Central Connecticut State University

  CCSU, A Record of Preparing Connecticut’s Best Teachers
Susan Seider, Chair, Department of Teacher Education.
  Susan Seider Consider yourself fortunate if you are a parent, relative or friend of a child who is currently being taught in a public school classroom by a teacher who graduated from Central Connecticut State University. Teachers prepared in CCSU programs have excellent reputations for becoming “leaders for service in diverse communities.” Rest assured that the CCSU-prepared teacher met rigorous institutional as well as state and local district requirements.

Teacher candidates at CCSU must maintain an overall minimum grade point average of 2.70 or higher to be accepted and remain active in a professional program. The teacher candidate must also demonstrate competence in a concentrated, sometimes interdisciplinary, subject area. Further requirements include passing rigorous writing prompts, oral interviews, state Praxis 1 and 2 general knowledge and subject matter and pedagogy tests, passing extensive practicum requirements in school classrooms, and demonstrating strict adherence to the Connecticut Code of Conduct.
   
CCSU teacher candidates have many opportunities to practice in real classrooms where they are mentored by specially trained classroom teachers and university professors who are themselves master teachers with many years of experience. Many teacher candidates working in professional development schools are mentored by university faculty and school staff in a variety of projects and research at the school site.
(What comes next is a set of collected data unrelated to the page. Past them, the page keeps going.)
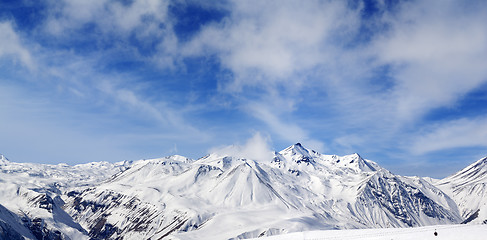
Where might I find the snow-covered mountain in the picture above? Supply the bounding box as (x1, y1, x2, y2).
(0, 156, 130, 240)
(436, 156, 487, 224)
(0, 145, 483, 240)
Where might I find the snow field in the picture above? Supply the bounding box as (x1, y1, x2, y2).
(252, 224, 487, 240)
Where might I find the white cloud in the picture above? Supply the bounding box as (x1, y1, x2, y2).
(244, 99, 326, 153)
(183, 0, 359, 91)
(372, 1, 487, 122)
(210, 132, 274, 162)
(108, 0, 170, 33)
(43, 0, 177, 68)
(97, 79, 198, 133)
(45, 0, 170, 35)
(0, 21, 34, 69)
(42, 53, 203, 137)
(411, 117, 487, 155)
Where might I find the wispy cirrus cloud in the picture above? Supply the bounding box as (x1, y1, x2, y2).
(411, 117, 487, 155)
(0, 18, 207, 163)
(372, 0, 487, 123)
(0, 21, 34, 69)
(244, 99, 326, 153)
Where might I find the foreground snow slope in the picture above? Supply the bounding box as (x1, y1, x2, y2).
(250, 224, 487, 240)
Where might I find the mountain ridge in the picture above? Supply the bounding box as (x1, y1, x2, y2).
(0, 144, 484, 239)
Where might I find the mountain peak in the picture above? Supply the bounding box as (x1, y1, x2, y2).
(0, 153, 8, 163)
(339, 153, 377, 172)
(279, 143, 314, 158)
(283, 143, 311, 155)
(444, 156, 487, 183)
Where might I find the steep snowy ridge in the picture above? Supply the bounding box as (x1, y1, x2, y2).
(0, 146, 484, 240)
(354, 169, 460, 228)
(436, 156, 487, 224)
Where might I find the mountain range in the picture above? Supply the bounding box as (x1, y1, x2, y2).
(0, 143, 485, 240)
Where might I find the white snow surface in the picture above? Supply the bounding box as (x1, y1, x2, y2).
(248, 224, 487, 240)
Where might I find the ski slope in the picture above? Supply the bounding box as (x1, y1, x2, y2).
(250, 224, 487, 240)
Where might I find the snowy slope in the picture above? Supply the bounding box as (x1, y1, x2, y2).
(436, 156, 487, 224)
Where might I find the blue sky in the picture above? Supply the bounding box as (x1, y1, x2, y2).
(1, 0, 487, 178)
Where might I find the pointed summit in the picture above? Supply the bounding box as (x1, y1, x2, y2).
(277, 143, 317, 166)
(337, 153, 377, 172)
(281, 143, 311, 157)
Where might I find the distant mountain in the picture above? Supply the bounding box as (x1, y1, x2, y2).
(436, 157, 487, 224)
(0, 144, 482, 240)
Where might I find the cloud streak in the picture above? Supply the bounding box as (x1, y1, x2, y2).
(0, 21, 34, 69)
(412, 117, 487, 155)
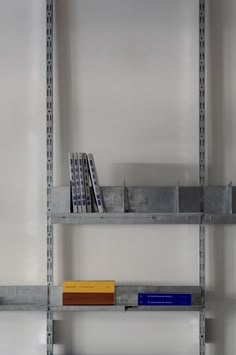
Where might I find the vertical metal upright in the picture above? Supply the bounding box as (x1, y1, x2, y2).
(46, 0, 54, 354)
(199, 0, 206, 354)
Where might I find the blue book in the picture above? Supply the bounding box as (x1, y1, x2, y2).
(138, 293, 192, 306)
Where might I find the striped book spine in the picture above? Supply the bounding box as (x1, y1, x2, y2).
(74, 153, 82, 213)
(87, 154, 104, 213)
(78, 153, 86, 212)
(82, 153, 92, 212)
(68, 153, 77, 213)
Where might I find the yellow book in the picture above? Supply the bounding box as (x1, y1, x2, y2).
(62, 280, 115, 293)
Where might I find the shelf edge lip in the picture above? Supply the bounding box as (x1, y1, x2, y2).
(50, 212, 202, 217)
(0, 304, 203, 312)
(50, 212, 236, 225)
(204, 214, 236, 224)
(0, 305, 48, 311)
(49, 305, 202, 312)
(0, 284, 202, 291)
(50, 212, 202, 225)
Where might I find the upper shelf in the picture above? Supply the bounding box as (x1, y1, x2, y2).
(51, 212, 201, 225)
(50, 185, 236, 224)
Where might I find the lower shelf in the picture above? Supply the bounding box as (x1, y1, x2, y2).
(50, 305, 202, 312)
(0, 285, 203, 312)
(0, 305, 47, 311)
(0, 305, 202, 312)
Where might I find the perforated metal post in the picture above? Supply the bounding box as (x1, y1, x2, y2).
(46, 0, 53, 354)
(199, 0, 206, 354)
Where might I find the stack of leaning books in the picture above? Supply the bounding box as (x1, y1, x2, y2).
(68, 152, 105, 213)
(62, 280, 115, 305)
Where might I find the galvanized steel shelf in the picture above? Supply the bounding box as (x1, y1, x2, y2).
(0, 286, 48, 311)
(50, 185, 236, 225)
(0, 285, 202, 312)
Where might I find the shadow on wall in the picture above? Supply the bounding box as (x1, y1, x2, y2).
(111, 163, 198, 186)
(207, 0, 235, 184)
(207, 0, 225, 185)
(54, 1, 81, 186)
(207, 0, 236, 354)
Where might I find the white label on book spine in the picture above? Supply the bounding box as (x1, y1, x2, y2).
(87, 153, 104, 213)
(74, 153, 82, 213)
(82, 153, 92, 212)
(78, 153, 86, 212)
(68, 153, 78, 213)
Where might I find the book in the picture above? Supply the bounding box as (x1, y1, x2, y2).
(68, 153, 77, 213)
(78, 153, 86, 212)
(63, 293, 115, 305)
(62, 280, 115, 293)
(138, 293, 192, 306)
(87, 153, 105, 213)
(74, 153, 82, 213)
(82, 153, 92, 212)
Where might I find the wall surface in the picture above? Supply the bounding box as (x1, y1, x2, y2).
(0, 0, 235, 354)
(0, 0, 46, 354)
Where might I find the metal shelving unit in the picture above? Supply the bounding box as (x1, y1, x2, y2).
(46, 1, 207, 353)
(1, 0, 230, 354)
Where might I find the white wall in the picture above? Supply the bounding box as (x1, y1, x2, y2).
(0, 0, 235, 354)
(0, 0, 46, 354)
(53, 1, 199, 354)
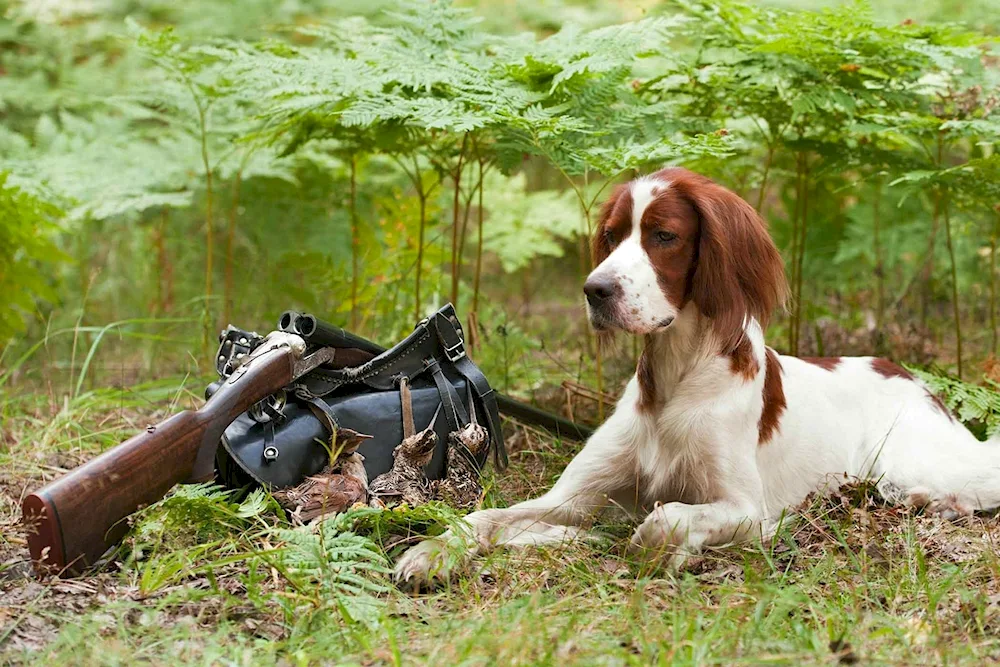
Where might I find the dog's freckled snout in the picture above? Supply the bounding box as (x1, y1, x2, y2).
(584, 276, 620, 307)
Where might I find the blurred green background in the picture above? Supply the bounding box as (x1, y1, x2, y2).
(2, 0, 999, 408)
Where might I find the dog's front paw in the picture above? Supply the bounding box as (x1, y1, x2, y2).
(394, 538, 452, 591)
(628, 503, 699, 569)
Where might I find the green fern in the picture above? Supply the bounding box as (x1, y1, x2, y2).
(909, 367, 1000, 439)
(123, 483, 280, 593)
(322, 503, 478, 590)
(271, 522, 391, 628)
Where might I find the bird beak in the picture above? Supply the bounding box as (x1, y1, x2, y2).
(427, 404, 443, 431)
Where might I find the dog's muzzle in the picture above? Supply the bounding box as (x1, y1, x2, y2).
(583, 276, 620, 309)
(584, 275, 622, 330)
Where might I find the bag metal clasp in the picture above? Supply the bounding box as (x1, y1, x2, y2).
(444, 339, 466, 362)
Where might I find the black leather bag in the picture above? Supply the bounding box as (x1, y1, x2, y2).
(215, 305, 506, 490)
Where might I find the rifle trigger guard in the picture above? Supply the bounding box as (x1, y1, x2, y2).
(249, 390, 287, 424)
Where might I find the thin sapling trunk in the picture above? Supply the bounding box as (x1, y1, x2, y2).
(942, 191, 962, 378)
(415, 186, 427, 323)
(992, 209, 999, 357)
(795, 156, 810, 356)
(224, 170, 241, 327)
(787, 152, 805, 355)
(873, 176, 884, 351)
(197, 101, 214, 337)
(756, 143, 775, 213)
(450, 134, 468, 308)
(350, 155, 360, 331)
(920, 135, 945, 327)
(393, 153, 437, 323)
(470, 159, 486, 351)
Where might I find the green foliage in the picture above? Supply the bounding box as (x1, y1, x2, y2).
(472, 305, 548, 394)
(271, 522, 391, 629)
(327, 499, 468, 548)
(1, 0, 999, 385)
(909, 367, 1000, 439)
(121, 482, 413, 629)
(125, 483, 279, 592)
(0, 173, 66, 343)
(129, 484, 275, 557)
(480, 172, 580, 272)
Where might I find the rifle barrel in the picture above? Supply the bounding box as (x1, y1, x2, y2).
(294, 314, 383, 356)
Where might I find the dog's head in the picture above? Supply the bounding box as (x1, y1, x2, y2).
(584, 168, 787, 351)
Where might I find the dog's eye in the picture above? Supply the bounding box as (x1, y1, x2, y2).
(655, 230, 678, 245)
(603, 229, 617, 248)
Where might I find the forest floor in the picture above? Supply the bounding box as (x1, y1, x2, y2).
(2, 375, 1000, 665)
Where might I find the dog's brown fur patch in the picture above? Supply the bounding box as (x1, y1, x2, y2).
(801, 357, 842, 371)
(759, 348, 786, 445)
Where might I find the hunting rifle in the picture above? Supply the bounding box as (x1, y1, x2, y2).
(22, 311, 593, 576)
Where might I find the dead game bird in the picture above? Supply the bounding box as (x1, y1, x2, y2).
(275, 454, 369, 523)
(273, 428, 372, 524)
(326, 427, 372, 459)
(437, 417, 489, 510)
(369, 411, 440, 508)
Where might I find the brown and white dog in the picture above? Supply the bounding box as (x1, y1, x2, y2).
(395, 168, 1000, 583)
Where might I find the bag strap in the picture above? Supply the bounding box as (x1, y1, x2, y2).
(425, 358, 469, 433)
(399, 376, 416, 439)
(304, 395, 350, 463)
(431, 311, 508, 470)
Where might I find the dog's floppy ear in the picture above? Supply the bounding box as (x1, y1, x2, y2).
(681, 177, 787, 353)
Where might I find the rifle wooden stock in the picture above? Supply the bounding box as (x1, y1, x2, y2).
(22, 343, 297, 575)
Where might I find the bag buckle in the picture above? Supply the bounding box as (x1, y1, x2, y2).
(444, 339, 466, 362)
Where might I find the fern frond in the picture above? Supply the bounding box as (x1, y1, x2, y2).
(272, 523, 391, 628)
(909, 367, 1000, 439)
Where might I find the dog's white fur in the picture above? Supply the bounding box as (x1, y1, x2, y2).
(394, 172, 1000, 584)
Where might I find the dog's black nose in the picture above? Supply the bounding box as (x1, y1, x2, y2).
(584, 276, 619, 306)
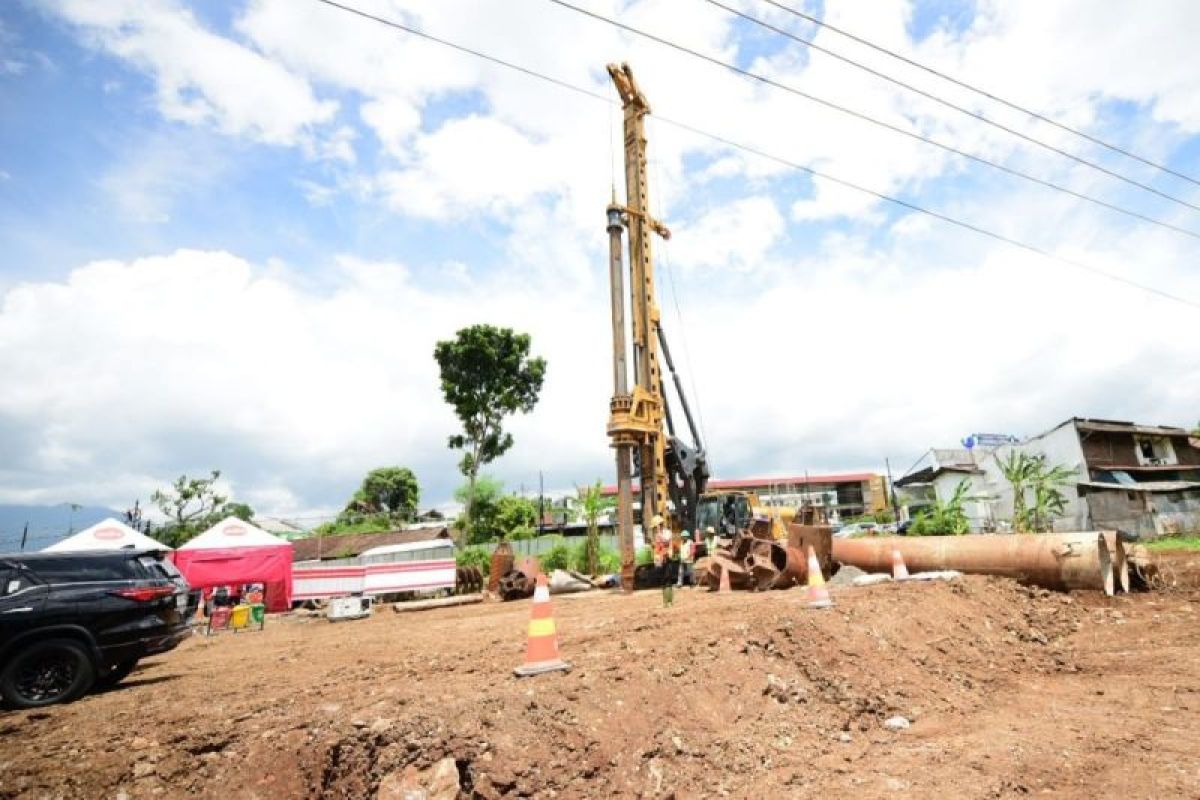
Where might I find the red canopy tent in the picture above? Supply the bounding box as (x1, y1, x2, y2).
(174, 517, 294, 612)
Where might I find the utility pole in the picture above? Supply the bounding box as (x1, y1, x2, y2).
(885, 457, 901, 522)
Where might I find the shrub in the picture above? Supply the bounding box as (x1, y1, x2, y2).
(563, 541, 621, 574)
(456, 545, 493, 576)
(539, 538, 572, 572)
(596, 546, 621, 574)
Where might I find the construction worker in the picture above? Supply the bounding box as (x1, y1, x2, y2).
(704, 526, 716, 558)
(678, 530, 695, 587)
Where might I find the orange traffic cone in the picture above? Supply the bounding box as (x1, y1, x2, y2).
(514, 573, 571, 677)
(804, 544, 834, 609)
(891, 547, 910, 580)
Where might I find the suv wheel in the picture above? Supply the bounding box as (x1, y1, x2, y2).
(0, 639, 96, 709)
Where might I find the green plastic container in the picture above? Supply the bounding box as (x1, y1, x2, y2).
(250, 603, 266, 627)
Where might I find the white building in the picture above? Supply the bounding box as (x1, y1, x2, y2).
(899, 418, 1200, 536)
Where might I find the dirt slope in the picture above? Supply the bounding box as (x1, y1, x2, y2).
(1, 576, 1197, 799)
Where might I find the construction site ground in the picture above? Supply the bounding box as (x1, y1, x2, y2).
(3, 560, 1200, 799)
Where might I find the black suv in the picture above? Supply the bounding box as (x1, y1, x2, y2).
(0, 549, 196, 709)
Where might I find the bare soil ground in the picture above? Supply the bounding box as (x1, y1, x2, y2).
(2, 572, 1198, 799)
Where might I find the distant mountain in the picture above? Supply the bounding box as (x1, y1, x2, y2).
(0, 504, 121, 552)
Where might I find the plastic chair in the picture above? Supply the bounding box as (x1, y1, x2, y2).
(207, 606, 231, 635)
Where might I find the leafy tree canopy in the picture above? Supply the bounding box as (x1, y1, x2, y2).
(344, 467, 420, 520)
(454, 476, 504, 544)
(451, 477, 538, 544)
(149, 470, 254, 547)
(314, 466, 421, 537)
(996, 452, 1074, 532)
(434, 325, 546, 540)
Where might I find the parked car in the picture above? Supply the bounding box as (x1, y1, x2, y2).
(0, 549, 195, 709)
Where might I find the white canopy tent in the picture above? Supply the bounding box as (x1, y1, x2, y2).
(43, 517, 170, 552)
(177, 517, 290, 550)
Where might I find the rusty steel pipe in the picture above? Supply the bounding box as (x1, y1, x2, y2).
(832, 533, 1113, 595)
(488, 542, 514, 595)
(1101, 531, 1129, 593)
(773, 546, 809, 589)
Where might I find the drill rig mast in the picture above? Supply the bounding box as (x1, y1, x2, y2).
(605, 63, 710, 592)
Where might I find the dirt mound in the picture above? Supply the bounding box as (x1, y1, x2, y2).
(0, 575, 1102, 799)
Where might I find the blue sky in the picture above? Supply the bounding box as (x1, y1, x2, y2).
(1, 0, 1198, 526)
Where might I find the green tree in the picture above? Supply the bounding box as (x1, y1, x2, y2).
(434, 325, 546, 542)
(495, 495, 538, 540)
(996, 452, 1075, 533)
(222, 502, 255, 522)
(150, 470, 254, 547)
(454, 475, 504, 544)
(996, 451, 1038, 533)
(577, 480, 613, 574)
(909, 479, 971, 536)
(1027, 459, 1075, 533)
(343, 467, 420, 521)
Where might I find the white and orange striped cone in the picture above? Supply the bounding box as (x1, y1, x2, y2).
(891, 547, 910, 580)
(514, 573, 571, 677)
(804, 544, 834, 609)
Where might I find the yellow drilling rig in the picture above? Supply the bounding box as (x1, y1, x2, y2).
(604, 63, 708, 592)
(604, 63, 798, 593)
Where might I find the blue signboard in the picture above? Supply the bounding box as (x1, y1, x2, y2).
(963, 433, 1019, 449)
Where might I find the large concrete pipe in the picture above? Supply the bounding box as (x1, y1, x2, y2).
(832, 533, 1113, 595)
(1101, 531, 1129, 593)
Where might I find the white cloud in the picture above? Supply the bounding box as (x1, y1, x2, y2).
(670, 196, 786, 272)
(10, 0, 1200, 516)
(376, 115, 561, 220)
(2, 235, 1196, 514)
(97, 132, 228, 223)
(44, 0, 337, 146)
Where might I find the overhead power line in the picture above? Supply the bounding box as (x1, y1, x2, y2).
(706, 0, 1200, 208)
(758, 0, 1200, 189)
(307, 0, 1200, 310)
(548, 0, 1200, 219)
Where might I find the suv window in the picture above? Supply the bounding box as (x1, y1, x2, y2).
(0, 566, 42, 595)
(26, 557, 135, 584)
(137, 556, 179, 582)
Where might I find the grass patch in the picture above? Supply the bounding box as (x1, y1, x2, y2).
(1146, 536, 1200, 552)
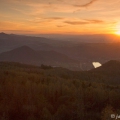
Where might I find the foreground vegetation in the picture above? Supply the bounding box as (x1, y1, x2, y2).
(0, 62, 120, 120)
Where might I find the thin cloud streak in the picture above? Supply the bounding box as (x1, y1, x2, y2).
(57, 25, 66, 27)
(64, 19, 105, 25)
(64, 21, 88, 25)
(27, 17, 64, 24)
(74, 0, 97, 7)
(84, 19, 104, 23)
(43, 17, 64, 20)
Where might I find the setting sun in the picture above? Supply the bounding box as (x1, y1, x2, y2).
(115, 30, 120, 35)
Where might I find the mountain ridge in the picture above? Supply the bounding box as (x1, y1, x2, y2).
(0, 46, 78, 69)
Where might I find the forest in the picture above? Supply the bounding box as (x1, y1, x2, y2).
(0, 61, 120, 120)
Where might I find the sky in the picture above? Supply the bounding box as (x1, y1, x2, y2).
(0, 0, 120, 35)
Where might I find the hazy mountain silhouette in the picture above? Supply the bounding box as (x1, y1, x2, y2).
(0, 46, 38, 64)
(1, 32, 120, 70)
(0, 32, 55, 53)
(0, 46, 78, 67)
(0, 32, 9, 38)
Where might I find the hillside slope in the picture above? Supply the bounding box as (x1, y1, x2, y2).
(0, 46, 78, 68)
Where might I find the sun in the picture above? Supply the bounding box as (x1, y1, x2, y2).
(115, 30, 120, 35)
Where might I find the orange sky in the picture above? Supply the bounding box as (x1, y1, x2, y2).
(0, 0, 120, 35)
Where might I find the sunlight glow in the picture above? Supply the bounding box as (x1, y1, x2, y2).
(115, 30, 120, 35)
(114, 23, 120, 35)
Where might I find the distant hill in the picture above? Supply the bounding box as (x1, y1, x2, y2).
(0, 32, 9, 38)
(0, 46, 38, 64)
(1, 32, 120, 70)
(0, 32, 55, 53)
(0, 46, 78, 68)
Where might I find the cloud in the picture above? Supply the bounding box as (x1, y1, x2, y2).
(64, 19, 104, 25)
(74, 0, 97, 7)
(57, 25, 65, 27)
(27, 3, 78, 14)
(84, 19, 104, 23)
(0, 0, 119, 34)
(64, 21, 88, 25)
(0, 0, 100, 19)
(43, 17, 64, 20)
(27, 17, 64, 25)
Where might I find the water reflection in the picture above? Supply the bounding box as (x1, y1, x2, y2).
(92, 62, 102, 68)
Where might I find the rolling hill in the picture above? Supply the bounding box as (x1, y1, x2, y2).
(0, 32, 56, 53)
(0, 46, 78, 68)
(1, 32, 120, 70)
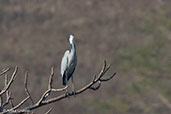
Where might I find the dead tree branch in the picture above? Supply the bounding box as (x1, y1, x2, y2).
(1, 75, 12, 108)
(24, 72, 34, 104)
(0, 67, 18, 96)
(45, 108, 53, 114)
(0, 61, 116, 114)
(0, 68, 10, 76)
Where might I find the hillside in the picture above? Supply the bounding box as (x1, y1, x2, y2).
(0, 0, 171, 113)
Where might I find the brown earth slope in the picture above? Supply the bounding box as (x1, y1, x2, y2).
(0, 0, 171, 114)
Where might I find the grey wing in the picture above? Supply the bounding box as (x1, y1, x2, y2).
(67, 61, 77, 81)
(60, 50, 70, 77)
(67, 54, 77, 81)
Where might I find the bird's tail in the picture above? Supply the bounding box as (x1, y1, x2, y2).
(62, 73, 67, 86)
(62, 78, 67, 86)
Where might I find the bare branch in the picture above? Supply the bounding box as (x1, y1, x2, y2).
(24, 72, 34, 104)
(100, 72, 117, 81)
(48, 67, 54, 90)
(37, 85, 68, 105)
(2, 92, 11, 108)
(1, 60, 116, 114)
(89, 81, 101, 90)
(19, 61, 116, 112)
(0, 68, 10, 76)
(36, 67, 68, 105)
(2, 75, 12, 108)
(10, 99, 14, 108)
(0, 66, 18, 96)
(5, 75, 8, 86)
(45, 108, 53, 114)
(11, 96, 30, 110)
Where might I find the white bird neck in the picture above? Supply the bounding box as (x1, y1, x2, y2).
(69, 35, 76, 53)
(69, 42, 76, 55)
(70, 43, 76, 50)
(69, 39, 73, 44)
(69, 35, 74, 44)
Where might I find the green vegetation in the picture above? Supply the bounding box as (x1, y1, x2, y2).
(139, 6, 171, 35)
(112, 5, 171, 113)
(83, 97, 129, 114)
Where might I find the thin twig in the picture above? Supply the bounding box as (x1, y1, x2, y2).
(0, 68, 10, 76)
(37, 86, 68, 105)
(10, 99, 14, 108)
(24, 72, 34, 104)
(89, 81, 101, 90)
(11, 96, 30, 110)
(0, 66, 18, 96)
(48, 67, 54, 90)
(2, 75, 12, 108)
(100, 72, 117, 81)
(36, 67, 68, 105)
(45, 108, 53, 114)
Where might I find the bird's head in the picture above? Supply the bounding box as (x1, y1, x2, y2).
(69, 34, 74, 44)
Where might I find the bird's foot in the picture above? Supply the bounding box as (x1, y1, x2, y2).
(71, 91, 76, 97)
(65, 91, 70, 98)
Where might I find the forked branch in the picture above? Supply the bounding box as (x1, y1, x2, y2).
(0, 61, 116, 114)
(0, 68, 10, 76)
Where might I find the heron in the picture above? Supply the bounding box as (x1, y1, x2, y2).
(60, 34, 77, 94)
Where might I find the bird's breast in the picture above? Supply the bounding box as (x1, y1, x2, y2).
(68, 52, 77, 66)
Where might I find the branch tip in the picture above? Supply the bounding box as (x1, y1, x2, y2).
(0, 68, 10, 75)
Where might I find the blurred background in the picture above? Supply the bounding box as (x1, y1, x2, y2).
(0, 0, 171, 114)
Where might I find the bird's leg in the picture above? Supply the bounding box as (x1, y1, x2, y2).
(71, 76, 76, 96)
(65, 85, 70, 98)
(64, 79, 70, 98)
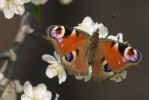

Teacher candidates in many CCSU programs must also prepare portfolios that demonstrate their growing competence. All senior elementary education majors must prepare an electronic portfolio that showcases their professional beliefs with examples of how these are translated into classroom practice. Many e-portfolios include video clips of actual teaching episodes and digital images of artifacts designed for instruction. An exit portfolio will demonstrate the student teachers’ effect on student learning. Student teachers conduct careful analyses of student abilities and plan and execute lessons to document the development of their learning as measured by data.

Faculty in CCSU preparation programs are known for working together to continually evaluate and make necessary changes to ensure that programs remain rigorous, integrated, and that they incorporate the latest in good research practices. Research indicates that it is the teacher who makes the most difference in a child’s learning in the classroom. We ensure that our teacher candidates learn how to communicate and collaborate appropriately with families to benefit the child. Faculty teach using case studies, simulations, reflective teaching role plays, hands-on experiences and observations in real classrooms that facilitate this important aspect of a teacher’s work.

In this age of top down testing mandates such as those required through the No Child Left Behind (NCLB) federal mandate, the faculty at CCSU are particularly focused on preparing teacher candidates for the “real” context of today’s classrooms. They are hailed for their deliberate focus on how best to facilitate the particular learning needs of each individual child in the classroom. A child who has a CCSU graduate for a teacher, is indeed, in the most caring and competent hands.